An example to illustrate coding
To illustrate the idea of Huffman coding, we’ll consider the message below, which we’ll optimally represent in binary form:
aabbccddbbeaebdddfffdbffddabbbbbcdefaabbcccccaabbddfffdcecc
For a message to be coded like this one, let’s start by counting the frequency of distinct characters in the message. After counting, we obtain the following result:
a:8, b:15, c:11, d:12, e:4, f:9
We will implement the Huffman coding algorithm on this example.
The first step is to use the least frequent characters in the message to be coded. We’ll start with the letters ‘e’ and ‘a’, which have the lowest frequencies, then sum their weights, i.e. their frequencies of appearance, in order to replace the two characters with a new single character whose frequency will be the sum of the frequencies of these two characters in the list. At the end of this first step, the list becomes :
new node:12, b:15, c:11, d:12, f:9
Then, from the new list obtained, choose the two elements with the lowest weights, and iterate the process until you obtain the node with the highest weight, i.e. with the weight of the sum of the frequencies of all the characters. Note that at the end of the Huffman tree construction, all the distinct characters of the initial message to be coded are leaves of the Huffman tree. At the end of the run, we obtain the following results:
d -> 00
e -> 010
a -> 011
b -> 10
f -> 110
c -> 111
What is Huffman coding used for in working life?
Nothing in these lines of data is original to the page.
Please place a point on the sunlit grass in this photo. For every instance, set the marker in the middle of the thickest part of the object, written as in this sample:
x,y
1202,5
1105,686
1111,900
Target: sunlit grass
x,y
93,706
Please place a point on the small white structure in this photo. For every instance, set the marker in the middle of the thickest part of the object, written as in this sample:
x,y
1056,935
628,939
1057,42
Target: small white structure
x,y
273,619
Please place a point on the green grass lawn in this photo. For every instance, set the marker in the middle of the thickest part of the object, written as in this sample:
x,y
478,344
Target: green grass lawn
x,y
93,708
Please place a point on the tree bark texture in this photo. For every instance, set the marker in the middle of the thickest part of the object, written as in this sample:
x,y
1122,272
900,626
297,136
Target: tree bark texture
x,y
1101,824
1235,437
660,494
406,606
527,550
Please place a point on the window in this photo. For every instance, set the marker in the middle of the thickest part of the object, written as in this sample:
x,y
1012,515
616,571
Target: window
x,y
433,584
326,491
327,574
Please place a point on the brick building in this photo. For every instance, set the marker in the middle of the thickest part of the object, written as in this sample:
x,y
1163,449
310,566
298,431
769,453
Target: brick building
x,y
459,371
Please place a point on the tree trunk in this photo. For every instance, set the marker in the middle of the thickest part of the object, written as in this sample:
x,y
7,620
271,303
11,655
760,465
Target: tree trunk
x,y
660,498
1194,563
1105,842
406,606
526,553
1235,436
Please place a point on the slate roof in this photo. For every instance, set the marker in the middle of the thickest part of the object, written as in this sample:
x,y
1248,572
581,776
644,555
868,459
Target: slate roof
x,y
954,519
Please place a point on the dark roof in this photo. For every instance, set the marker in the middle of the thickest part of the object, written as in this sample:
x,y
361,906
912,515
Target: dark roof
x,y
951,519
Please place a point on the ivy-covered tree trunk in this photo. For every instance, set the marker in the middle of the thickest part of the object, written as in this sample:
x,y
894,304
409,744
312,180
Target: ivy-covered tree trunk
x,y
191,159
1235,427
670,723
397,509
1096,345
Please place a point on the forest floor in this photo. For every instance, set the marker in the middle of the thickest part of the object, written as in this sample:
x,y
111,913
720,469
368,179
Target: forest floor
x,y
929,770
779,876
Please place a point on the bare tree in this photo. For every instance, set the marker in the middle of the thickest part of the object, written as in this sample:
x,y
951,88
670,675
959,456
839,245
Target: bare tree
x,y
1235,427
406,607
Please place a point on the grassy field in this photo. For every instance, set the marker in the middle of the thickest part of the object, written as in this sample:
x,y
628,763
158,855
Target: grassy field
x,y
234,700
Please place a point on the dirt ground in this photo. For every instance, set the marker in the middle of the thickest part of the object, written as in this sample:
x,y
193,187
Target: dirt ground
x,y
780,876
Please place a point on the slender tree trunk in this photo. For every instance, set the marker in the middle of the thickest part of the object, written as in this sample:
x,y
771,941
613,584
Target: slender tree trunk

The various applications of the Huffman coding algorithm for data compression include fax and text transmission, conventional compression formats such as GZIP, and multimedia software such as JPEG, PNG and MP3.
In general, data compression is useful for increasing memory storage capacity or data transmission speed.
There are a number of variations on Huffman coding when creating a tree.
- Either the dictionary is static: each character has a predefined code that is known or published in advance (and therefore does not need to be transmitted);
- or the dictionary is semi-adaptive: the content is analyzed to calculate the frequencies of each character, and an optimized tree is used for coding (it must then be transmitted for decoding);
- Or the dictionary is adaptive: starting from a known tree (published beforehand and therefore not transmitted), it is modified during compression and optimized as it goes along. The computation time is much longer, but often offers a better compression ratio.
Ultimately, Huffman coding is a very useful data compression algorithm with many applications today, from increasing storage capacity to increasing data transmission speed. There are several variants of this data compression technique, including the dynamic variant, which is an improvement on the static variant presented in this article.